Overstocks, markdowns and margin reduction
Demand planning for fashion businesses has always been considered a really challenging task because of the error generated during the forecasting process. All retailers, wholesalers, and manufacturers who sell fashion apparel know that overstocks usually lead to markdowns, which reduce margin and revenue by definition.
On the other side, ordering less than the real demand means your costs will not only include the missing sales, but they’ll also include the savings you could get from producing or ordering more items. Intuendi relies on years of experience in demand forecasting for both big luxury brands and small fashion companies and provides fashion and apparel businesses with its unique technology for an effective demand planning.
New products, no sales history
One of the biggest issues in forecasting sales for a fashion business is that a large part of the catalog is composed of new products. A new item has no sales history, so there’s no way to generate a forecast by using the SKU-related information only. Here is where traditional approaches usually fail and where Intuendi really makes the difference.
Intuendi Machine Learning is able to estimate the demand for a new item by analyzing the data related to existing SKUs, collections, item attributes, and product categories. With its Machine Learning-based forecasting technology, our smart engines can estimate the product life-cycle and generate a forecast that is far better than any other purely statistical approach. The user is not expected to manually input data or select similar items in order to generate the forecast: the process is completely automated and effortless because our advanced algorithms will do the hard work.
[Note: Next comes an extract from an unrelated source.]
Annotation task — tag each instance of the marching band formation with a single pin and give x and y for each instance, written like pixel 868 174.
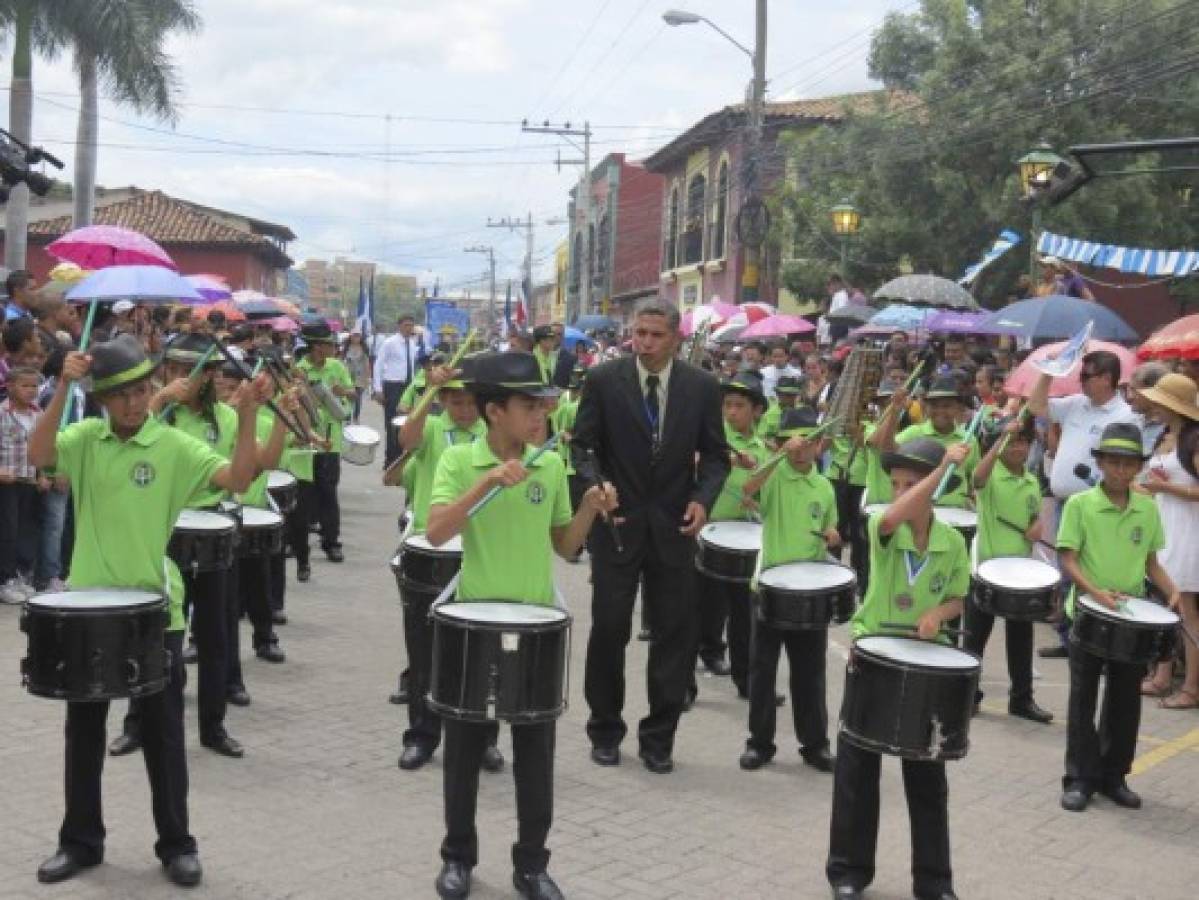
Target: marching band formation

Smart support for your purchasing
High presales forecast errors are really common for fashion businesses, especially for new items.
Once you improve the forecast by using intuendi, there are other important aspects to consider for growing your fashion business.
Apparel merchandise has usually short life cycles, so you can typically accumulate sales history for improving the forecast only when the season has already started.
Another issue is that lead times are typically long: this means you have to issue your production or purchasing orders weeks or months before the sales happen and you have little opportunity to correct for error.
So it is really important to be supported by a smart assistant for deciding how much to reorder and when. Intuendi Inventory Optimization supports you in your daily purchasing activity and reduces the probability of stockouts and overstocks. In addition to this, it helps you to find the optimal service levels and target days-of-stock for each SKUs, and with its real-time stock needs estimate you’ll always have the chance to re-allocate new stock if needed when the season approaches.